O box também possui duas gravações ao vivo do Motörhead com a formação que os fãs chamam de "Three Amigos": o vocalista-baixista Ian “Lemmy” Kilmister, o guitarrista “Fast” Eddie Clarke e o baterista Phil “Philthy Animal” Taylor. Apesar de não ser uma visão 360 da banda naquele ano, é holístico o suficiente para mostrar como, e por que, eles se tornaram uma das forças mais importantes do hard rock, inspirando Metallica, Ramones, Mudhoney e o grupo de black metal Immortal, entre muitos outros.
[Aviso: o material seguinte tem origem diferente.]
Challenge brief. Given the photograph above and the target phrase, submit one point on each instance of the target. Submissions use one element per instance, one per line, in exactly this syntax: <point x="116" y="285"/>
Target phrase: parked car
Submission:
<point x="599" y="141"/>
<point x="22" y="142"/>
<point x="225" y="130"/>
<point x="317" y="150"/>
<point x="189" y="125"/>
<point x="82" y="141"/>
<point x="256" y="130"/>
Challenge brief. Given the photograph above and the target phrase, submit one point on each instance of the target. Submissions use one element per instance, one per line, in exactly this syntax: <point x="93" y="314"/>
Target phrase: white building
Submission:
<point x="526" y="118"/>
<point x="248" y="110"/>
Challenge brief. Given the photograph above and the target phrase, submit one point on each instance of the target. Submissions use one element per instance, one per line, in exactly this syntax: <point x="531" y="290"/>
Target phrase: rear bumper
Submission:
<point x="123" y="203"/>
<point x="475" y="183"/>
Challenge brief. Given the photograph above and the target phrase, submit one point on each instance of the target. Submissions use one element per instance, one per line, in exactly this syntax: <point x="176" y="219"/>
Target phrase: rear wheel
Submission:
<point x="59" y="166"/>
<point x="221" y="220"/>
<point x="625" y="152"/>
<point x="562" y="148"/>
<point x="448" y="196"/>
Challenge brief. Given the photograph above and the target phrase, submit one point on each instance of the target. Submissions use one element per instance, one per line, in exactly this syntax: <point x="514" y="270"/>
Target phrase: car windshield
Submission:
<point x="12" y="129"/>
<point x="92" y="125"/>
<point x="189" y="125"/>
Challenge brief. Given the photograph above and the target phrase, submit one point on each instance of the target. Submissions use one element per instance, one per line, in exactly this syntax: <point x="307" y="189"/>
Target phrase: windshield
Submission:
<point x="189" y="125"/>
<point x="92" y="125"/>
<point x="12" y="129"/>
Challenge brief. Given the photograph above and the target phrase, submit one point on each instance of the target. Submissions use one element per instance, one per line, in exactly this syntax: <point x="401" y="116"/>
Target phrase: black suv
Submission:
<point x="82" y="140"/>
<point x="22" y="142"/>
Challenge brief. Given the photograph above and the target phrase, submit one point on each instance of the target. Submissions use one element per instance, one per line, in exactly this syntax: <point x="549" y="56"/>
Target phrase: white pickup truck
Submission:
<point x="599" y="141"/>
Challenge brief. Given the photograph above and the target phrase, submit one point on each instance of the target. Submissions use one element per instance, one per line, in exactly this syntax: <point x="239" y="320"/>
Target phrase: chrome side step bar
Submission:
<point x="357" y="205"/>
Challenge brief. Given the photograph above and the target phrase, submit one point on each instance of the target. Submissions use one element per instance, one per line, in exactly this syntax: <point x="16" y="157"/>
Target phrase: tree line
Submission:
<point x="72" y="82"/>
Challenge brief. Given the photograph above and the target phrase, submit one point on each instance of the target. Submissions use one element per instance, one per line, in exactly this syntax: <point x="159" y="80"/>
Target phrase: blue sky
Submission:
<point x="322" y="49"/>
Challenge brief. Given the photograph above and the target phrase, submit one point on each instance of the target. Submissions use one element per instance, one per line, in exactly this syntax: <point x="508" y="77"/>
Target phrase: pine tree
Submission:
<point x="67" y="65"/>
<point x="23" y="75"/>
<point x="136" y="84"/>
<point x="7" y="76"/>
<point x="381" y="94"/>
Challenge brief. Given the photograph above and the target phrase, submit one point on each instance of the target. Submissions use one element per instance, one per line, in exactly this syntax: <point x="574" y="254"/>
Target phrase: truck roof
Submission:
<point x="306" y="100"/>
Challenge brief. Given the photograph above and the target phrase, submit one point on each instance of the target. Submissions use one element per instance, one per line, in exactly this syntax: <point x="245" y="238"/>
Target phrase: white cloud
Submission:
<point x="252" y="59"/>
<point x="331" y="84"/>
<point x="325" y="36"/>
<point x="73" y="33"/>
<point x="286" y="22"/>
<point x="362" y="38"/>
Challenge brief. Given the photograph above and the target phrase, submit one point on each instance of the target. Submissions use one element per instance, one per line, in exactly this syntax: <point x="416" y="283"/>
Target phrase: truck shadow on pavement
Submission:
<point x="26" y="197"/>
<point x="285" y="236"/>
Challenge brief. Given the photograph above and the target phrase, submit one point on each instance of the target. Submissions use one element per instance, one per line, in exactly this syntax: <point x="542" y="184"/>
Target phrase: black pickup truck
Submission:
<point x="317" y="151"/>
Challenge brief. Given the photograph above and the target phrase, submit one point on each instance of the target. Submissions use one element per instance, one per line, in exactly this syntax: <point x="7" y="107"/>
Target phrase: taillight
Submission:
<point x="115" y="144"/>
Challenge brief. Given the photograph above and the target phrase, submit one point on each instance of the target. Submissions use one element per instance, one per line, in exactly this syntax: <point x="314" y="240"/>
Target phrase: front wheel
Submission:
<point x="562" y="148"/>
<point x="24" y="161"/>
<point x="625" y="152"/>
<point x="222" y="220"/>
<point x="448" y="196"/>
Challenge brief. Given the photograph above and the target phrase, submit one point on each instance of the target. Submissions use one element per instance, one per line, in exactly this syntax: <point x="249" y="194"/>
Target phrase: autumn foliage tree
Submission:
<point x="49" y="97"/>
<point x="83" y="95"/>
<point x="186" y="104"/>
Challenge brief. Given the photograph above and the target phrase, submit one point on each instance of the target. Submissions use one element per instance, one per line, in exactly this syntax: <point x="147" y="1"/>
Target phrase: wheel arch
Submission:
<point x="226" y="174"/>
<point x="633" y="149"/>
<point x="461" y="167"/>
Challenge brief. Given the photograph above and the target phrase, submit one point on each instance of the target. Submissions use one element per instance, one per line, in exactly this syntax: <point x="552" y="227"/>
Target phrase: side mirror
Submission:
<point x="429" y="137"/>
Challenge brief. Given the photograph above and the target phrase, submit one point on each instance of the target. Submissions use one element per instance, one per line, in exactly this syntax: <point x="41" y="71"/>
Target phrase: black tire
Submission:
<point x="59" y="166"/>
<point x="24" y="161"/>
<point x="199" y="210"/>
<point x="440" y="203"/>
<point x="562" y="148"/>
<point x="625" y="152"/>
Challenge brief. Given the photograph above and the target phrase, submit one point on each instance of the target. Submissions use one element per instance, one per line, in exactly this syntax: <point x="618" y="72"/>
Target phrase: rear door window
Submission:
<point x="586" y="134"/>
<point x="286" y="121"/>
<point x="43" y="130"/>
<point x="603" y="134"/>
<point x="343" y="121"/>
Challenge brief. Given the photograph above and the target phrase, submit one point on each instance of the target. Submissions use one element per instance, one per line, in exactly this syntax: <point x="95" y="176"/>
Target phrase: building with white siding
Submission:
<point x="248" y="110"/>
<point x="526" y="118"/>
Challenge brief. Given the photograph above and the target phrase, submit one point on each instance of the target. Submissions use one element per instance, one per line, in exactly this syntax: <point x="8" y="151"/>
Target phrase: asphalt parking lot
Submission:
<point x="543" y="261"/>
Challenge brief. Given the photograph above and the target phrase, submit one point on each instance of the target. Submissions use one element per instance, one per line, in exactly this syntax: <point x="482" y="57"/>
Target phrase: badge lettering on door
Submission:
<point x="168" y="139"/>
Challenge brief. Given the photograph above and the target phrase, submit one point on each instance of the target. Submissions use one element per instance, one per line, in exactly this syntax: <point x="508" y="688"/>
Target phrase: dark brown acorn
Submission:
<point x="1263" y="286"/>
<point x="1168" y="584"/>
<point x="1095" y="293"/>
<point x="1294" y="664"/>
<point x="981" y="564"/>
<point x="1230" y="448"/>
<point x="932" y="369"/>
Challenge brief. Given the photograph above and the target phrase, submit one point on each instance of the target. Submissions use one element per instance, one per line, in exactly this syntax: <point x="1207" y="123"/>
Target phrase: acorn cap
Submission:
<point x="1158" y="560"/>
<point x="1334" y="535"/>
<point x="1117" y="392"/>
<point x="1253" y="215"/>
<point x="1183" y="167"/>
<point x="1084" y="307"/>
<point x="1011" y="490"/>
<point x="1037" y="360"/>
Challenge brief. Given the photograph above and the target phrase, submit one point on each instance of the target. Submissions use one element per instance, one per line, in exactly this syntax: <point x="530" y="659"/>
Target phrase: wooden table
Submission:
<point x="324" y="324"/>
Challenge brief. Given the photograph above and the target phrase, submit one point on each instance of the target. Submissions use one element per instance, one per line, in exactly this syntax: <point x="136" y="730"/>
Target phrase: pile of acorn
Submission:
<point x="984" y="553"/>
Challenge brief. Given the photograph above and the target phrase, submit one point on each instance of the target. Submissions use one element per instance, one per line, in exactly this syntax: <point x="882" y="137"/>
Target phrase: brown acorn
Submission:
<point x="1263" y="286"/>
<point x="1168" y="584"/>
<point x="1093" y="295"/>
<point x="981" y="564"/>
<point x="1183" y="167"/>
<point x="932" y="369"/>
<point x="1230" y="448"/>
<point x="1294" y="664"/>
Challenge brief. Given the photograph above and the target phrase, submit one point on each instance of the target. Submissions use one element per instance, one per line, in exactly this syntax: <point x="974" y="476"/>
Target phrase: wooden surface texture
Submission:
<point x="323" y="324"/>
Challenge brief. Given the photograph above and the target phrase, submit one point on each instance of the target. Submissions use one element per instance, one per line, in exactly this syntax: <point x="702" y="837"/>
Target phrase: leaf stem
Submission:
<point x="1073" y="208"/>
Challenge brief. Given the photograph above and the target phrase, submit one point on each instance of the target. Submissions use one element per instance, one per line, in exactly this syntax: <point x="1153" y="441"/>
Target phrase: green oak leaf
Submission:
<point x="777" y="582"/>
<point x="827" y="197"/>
Apesar de Overkill ser o segundo álbum da banda, Lemmy já era experiente. No final dos anos 60, o músico era roadie de Jimi Hendrix e membro do grupo fantasiado Rockin' Vickers. Juntou-se aos pioneiros do rock espacial, Hawkwind, em 1971, mas foi expulso em 1975,  depois de ser preso por posse de sulfato de anfetamina. "Usava as drogas erradas, veja", escreveu em sua autobiografia, "Se tivesse sido pego com ácido, esses caras teriam se unido ao meu redor." Lemmy formou o Motörhead no final daquele ano, e logo depois substituiu a primeira formação por Clarke e Taylor. Lemmy, originalmente, queria um quinteto, mas se contentou com o trio.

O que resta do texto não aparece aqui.